Reputation: 2208
tl;dr Is there a posix descriptor value that I can throw into close()
and nothing will happen?
Is there a specific value which I could use, like NULL
for pointers, for file descriptors? I'd like the code to be uniform, so I thought that I could set the origin descriptor into null descriptor.
class socket
{
int fd;
public:
//deleted copy operations
socket(socket&& other):
fd{other.fd}
{
other.fd = /*null descriptor*/
}
~socket()
{
if (close(fd) == -1)
{
throw std::runtime_error{strerror(errno)};
}
// ^^ null file descriptor will do nothing on close()
// like delete nullptr;
}
I can store a boolean flag, but I'd like to avoid it.
The OS that it will be used on is Ubuntu 16.04, with gcc 5.4. I cannot use any library outside of POSIX and standard library itself, up to version present in gcc 5.4.
I tried to read man pages for open()
, close()
. They didn't mention any special value to use.
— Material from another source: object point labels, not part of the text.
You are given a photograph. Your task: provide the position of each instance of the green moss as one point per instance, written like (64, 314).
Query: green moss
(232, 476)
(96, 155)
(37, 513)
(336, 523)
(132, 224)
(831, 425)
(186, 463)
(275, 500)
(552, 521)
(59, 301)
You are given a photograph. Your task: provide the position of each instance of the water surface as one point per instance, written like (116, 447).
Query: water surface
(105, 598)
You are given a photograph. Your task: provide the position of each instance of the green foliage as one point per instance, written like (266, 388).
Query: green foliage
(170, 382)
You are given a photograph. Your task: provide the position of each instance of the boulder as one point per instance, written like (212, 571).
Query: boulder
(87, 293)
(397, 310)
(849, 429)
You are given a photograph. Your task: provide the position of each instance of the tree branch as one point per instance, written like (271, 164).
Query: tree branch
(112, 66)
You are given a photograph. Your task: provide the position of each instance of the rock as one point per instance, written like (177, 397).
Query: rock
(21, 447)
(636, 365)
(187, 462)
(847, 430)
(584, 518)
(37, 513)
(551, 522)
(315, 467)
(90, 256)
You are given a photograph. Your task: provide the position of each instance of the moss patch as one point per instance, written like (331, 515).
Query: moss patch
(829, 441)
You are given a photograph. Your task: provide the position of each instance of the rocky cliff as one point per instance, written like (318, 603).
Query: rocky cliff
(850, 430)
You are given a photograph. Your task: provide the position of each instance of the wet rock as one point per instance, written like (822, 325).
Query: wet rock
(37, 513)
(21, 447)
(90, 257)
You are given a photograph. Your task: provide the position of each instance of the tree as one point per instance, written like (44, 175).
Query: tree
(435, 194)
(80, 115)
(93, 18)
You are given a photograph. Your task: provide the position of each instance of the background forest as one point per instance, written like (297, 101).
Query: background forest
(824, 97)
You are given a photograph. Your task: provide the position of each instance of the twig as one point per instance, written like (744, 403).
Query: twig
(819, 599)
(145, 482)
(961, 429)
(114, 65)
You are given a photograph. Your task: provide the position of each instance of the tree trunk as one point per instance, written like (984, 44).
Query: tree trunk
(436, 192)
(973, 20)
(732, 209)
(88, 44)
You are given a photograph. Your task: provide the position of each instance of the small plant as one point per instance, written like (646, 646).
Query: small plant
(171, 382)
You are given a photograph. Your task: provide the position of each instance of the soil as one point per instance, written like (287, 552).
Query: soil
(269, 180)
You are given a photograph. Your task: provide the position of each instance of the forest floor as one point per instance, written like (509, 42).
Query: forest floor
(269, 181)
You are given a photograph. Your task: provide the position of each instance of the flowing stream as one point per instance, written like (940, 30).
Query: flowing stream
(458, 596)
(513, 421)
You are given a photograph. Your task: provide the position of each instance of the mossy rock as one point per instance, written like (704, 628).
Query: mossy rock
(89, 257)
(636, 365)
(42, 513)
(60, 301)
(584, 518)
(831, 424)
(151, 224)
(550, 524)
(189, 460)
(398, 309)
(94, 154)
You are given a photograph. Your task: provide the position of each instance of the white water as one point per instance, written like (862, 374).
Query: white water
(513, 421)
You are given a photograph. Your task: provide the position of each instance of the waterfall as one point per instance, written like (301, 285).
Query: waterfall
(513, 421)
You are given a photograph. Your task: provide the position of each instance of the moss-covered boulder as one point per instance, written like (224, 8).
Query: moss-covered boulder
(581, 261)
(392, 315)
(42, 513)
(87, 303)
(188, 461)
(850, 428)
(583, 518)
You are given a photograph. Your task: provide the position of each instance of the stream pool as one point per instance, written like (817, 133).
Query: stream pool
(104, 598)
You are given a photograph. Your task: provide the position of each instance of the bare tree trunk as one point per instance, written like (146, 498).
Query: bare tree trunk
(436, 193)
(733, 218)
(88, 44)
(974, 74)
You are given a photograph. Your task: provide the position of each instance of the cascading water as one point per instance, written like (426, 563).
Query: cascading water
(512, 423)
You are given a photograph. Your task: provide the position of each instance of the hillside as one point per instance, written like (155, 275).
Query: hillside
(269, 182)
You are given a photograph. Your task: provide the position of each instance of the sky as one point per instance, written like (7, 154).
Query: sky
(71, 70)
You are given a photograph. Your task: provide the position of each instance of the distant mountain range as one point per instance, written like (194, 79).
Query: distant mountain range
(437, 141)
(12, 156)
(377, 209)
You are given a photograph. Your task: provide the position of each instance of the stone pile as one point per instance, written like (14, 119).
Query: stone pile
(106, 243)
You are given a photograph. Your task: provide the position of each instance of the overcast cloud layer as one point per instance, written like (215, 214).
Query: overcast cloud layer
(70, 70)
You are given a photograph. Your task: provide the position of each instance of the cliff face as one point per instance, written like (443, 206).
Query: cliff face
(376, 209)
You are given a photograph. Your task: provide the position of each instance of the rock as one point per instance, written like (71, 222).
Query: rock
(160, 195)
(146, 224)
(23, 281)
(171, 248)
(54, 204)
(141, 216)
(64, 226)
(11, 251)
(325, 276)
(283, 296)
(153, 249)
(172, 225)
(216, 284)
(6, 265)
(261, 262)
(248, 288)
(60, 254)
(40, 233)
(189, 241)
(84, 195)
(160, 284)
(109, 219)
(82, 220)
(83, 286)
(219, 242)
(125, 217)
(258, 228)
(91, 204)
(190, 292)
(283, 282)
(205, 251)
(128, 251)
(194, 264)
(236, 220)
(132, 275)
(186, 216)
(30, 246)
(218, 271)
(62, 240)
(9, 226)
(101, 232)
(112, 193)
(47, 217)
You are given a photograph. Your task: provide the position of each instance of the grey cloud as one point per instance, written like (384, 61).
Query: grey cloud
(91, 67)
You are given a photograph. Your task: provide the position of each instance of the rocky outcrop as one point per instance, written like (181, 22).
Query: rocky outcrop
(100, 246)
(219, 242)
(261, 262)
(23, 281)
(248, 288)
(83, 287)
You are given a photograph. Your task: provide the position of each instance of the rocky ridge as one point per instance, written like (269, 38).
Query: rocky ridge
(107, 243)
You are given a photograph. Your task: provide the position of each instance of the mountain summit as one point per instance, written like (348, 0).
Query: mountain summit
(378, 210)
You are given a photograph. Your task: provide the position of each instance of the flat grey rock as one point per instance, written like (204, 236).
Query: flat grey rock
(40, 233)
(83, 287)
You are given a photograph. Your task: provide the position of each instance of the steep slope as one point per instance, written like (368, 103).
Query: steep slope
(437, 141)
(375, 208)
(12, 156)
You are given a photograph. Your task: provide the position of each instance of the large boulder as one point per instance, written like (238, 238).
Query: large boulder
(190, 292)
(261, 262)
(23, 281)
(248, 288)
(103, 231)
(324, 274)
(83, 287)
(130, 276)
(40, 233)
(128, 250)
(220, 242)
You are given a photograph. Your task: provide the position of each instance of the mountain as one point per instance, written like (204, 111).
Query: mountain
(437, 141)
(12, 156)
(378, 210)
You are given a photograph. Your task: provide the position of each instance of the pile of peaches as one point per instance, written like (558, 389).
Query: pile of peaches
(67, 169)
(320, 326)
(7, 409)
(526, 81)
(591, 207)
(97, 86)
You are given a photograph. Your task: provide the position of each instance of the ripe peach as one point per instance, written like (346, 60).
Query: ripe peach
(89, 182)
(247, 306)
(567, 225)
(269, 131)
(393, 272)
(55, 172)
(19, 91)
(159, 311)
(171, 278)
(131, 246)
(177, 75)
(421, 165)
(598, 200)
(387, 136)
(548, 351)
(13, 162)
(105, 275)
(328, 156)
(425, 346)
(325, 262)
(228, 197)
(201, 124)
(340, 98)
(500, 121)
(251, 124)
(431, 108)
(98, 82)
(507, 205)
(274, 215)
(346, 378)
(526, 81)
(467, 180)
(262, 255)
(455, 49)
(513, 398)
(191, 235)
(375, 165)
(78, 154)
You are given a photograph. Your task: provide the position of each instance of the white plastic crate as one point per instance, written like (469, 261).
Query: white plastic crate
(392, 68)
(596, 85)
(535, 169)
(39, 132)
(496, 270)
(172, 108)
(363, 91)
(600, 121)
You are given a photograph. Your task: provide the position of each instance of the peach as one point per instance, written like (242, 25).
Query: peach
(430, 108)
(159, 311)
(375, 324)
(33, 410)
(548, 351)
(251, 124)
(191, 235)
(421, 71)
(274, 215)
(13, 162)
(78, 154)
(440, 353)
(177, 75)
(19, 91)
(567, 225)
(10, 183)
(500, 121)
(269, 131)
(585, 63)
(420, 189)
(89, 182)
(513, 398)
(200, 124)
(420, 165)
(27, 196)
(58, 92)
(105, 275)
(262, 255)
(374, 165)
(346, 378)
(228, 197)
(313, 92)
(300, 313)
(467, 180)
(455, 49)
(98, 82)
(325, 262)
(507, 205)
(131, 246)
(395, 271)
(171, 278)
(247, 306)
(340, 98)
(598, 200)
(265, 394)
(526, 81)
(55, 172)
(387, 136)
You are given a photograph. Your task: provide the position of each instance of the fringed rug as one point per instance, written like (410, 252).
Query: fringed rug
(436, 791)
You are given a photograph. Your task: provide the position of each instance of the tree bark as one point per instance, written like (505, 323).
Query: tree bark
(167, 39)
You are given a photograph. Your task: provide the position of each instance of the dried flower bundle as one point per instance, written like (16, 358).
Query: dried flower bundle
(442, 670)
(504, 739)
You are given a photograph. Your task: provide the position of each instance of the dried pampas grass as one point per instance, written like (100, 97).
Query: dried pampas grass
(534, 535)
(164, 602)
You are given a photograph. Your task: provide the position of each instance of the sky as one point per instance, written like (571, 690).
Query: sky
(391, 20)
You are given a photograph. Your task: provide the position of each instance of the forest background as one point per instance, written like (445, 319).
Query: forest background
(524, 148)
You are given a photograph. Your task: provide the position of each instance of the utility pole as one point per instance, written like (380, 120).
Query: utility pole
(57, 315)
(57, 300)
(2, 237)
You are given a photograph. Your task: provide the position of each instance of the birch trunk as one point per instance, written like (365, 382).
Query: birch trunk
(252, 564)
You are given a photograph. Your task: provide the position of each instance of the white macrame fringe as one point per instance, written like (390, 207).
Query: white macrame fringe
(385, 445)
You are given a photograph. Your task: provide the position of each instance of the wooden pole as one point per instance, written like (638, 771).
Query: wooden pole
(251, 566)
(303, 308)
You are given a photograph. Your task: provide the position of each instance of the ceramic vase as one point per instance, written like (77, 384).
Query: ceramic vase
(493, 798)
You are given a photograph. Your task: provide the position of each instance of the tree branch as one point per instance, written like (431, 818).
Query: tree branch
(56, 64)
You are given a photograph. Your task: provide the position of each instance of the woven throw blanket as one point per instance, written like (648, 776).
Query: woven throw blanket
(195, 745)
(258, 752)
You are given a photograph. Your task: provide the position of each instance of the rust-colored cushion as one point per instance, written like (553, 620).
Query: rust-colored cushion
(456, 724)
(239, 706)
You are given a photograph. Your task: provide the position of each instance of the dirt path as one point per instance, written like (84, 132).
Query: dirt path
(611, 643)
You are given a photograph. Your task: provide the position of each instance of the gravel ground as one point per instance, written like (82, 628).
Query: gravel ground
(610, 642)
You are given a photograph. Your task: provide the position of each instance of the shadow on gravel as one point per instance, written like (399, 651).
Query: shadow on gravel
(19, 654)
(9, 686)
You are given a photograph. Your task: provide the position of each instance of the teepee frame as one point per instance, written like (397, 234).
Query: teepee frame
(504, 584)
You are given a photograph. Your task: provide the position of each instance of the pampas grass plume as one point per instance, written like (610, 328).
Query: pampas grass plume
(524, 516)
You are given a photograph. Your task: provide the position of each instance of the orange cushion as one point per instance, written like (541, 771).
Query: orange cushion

I tried to set it to -1, but I'm not sure if it is safe to use everywhere.
Upvotes: 2
Views: 2198
Reputation: 62553
A minus 1 value for file descriptor can be used in close
call with no detrimental effect on the application other than close returning -1
itself.
Since negative one is guaranteed to never be a valid file descriptor, it will be safe.